Hi, all
I’m quite headache now.
I have used 32cards to train 40epochs. While the training stops at 30th epoch.
I wanna resume training from the checkpoint. Although I successfully load the checkpoint, the training script declares OOM at the first glance of minibatch.
Here is my saving and loading scripts.
def save_model(args, epoch, model, model_without_ddp, optimizer, loss_scaler):
output_dir = Path(args.output_dir)
epoch_name = str(epoch)
if loss_scaler is not None:
checkpoint_paths = [output_dir / ('checkpoint-%s.pth' % epoch_name)]
for checkpoint_path in checkpoint_paths:
to_save = {
'model': model_without_ddp.state_dict(),
'optimizer': optimizer.state_dict(),
'epoch': epoch,
'scaler': loss_scaler.state_dict(),
'args': args,
}
save_on_master(to_save, checkpoint_path)
def load_model(args, model_without_ddp, optimizer=None, loss_scaler=None):
if args.resume:
checkpoint = torch.load(args.resume, map_location="cpu")
model_without_ddp.load_state_dict(checkpoint['model'])
if 'optimizer' in checkpoint:
if optimizer is not None:
optimizer.load_state_dict(checkpoint['optimizer'])
Here is my minimal instance.

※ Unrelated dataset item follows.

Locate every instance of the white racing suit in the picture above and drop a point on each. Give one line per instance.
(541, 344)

Here, the optimizer is cybertronai/pytorch-lamb
model = MyModelClass()
model.to(device)
model = torch.nn.parallel.DistributedDataParallel(model, device_ids=[args.gpu], find_unused_parameters=False)

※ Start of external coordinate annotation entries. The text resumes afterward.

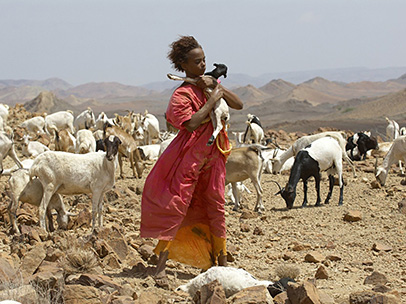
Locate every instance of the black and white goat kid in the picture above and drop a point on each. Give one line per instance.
(220, 111)
(361, 142)
(323, 154)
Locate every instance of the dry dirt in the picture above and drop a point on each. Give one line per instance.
(277, 238)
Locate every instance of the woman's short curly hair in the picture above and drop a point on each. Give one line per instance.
(179, 50)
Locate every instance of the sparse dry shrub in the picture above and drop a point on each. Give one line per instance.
(47, 294)
(79, 260)
(287, 271)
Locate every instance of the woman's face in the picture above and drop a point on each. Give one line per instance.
(196, 63)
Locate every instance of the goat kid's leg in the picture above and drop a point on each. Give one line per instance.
(120, 163)
(43, 207)
(50, 225)
(96, 198)
(401, 168)
(12, 213)
(340, 200)
(259, 207)
(330, 189)
(237, 204)
(304, 204)
(317, 182)
(217, 126)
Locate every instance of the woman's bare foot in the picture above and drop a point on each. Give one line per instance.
(222, 260)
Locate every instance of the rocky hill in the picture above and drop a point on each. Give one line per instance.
(278, 103)
(47, 102)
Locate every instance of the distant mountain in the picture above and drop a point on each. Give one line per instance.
(251, 95)
(105, 89)
(277, 87)
(49, 103)
(12, 95)
(49, 84)
(392, 105)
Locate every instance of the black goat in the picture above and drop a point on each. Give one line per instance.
(323, 154)
(220, 70)
(363, 142)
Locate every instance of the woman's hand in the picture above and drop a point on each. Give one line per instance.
(216, 94)
(205, 82)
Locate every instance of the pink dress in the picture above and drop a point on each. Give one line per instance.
(186, 185)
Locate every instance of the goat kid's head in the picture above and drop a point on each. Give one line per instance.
(288, 193)
(380, 175)
(220, 70)
(111, 144)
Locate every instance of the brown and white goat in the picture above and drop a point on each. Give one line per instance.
(220, 111)
(397, 152)
(128, 148)
(242, 163)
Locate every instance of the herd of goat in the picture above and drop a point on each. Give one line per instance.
(82, 155)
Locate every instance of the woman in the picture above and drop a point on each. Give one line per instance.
(183, 198)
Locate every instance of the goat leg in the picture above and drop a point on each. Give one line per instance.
(236, 194)
(330, 189)
(317, 182)
(340, 200)
(304, 204)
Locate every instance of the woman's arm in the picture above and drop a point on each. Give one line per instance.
(204, 111)
(232, 99)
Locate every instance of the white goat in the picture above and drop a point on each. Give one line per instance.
(240, 187)
(304, 141)
(102, 119)
(220, 110)
(26, 164)
(34, 125)
(392, 130)
(397, 152)
(149, 152)
(254, 132)
(232, 279)
(64, 141)
(150, 126)
(238, 137)
(30, 191)
(84, 120)
(323, 154)
(383, 149)
(4, 112)
(67, 173)
(242, 163)
(32, 148)
(7, 149)
(60, 120)
(85, 142)
(275, 153)
(164, 145)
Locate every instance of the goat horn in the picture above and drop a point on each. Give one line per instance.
(275, 152)
(276, 144)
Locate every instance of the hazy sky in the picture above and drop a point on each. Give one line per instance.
(127, 40)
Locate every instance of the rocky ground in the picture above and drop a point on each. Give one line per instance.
(351, 242)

model_without_ddp = model.module
param_groups = optim_factory.add_weight_decay(model_without_ddp, args.weight_decay)
optimizer = Lamb(param_groups, lr=args.lr, betas=(0.9, 0.999), eps=1e-4)
load_model(args=args, model_without_ddp=model_without_ddp, optimizer=optimizer)
I oberserve the phenomenon that, when training from scratch, all works well. But after loading the checkpoint, the training fails at the first backward.
I found [URL-hhttps://discuss.pytorch.org/t/gpu-memory-usage-increases-by-90-after-torch-load/9213/14] is related, but its method doesn’t work.
Any help will be quite appreciated.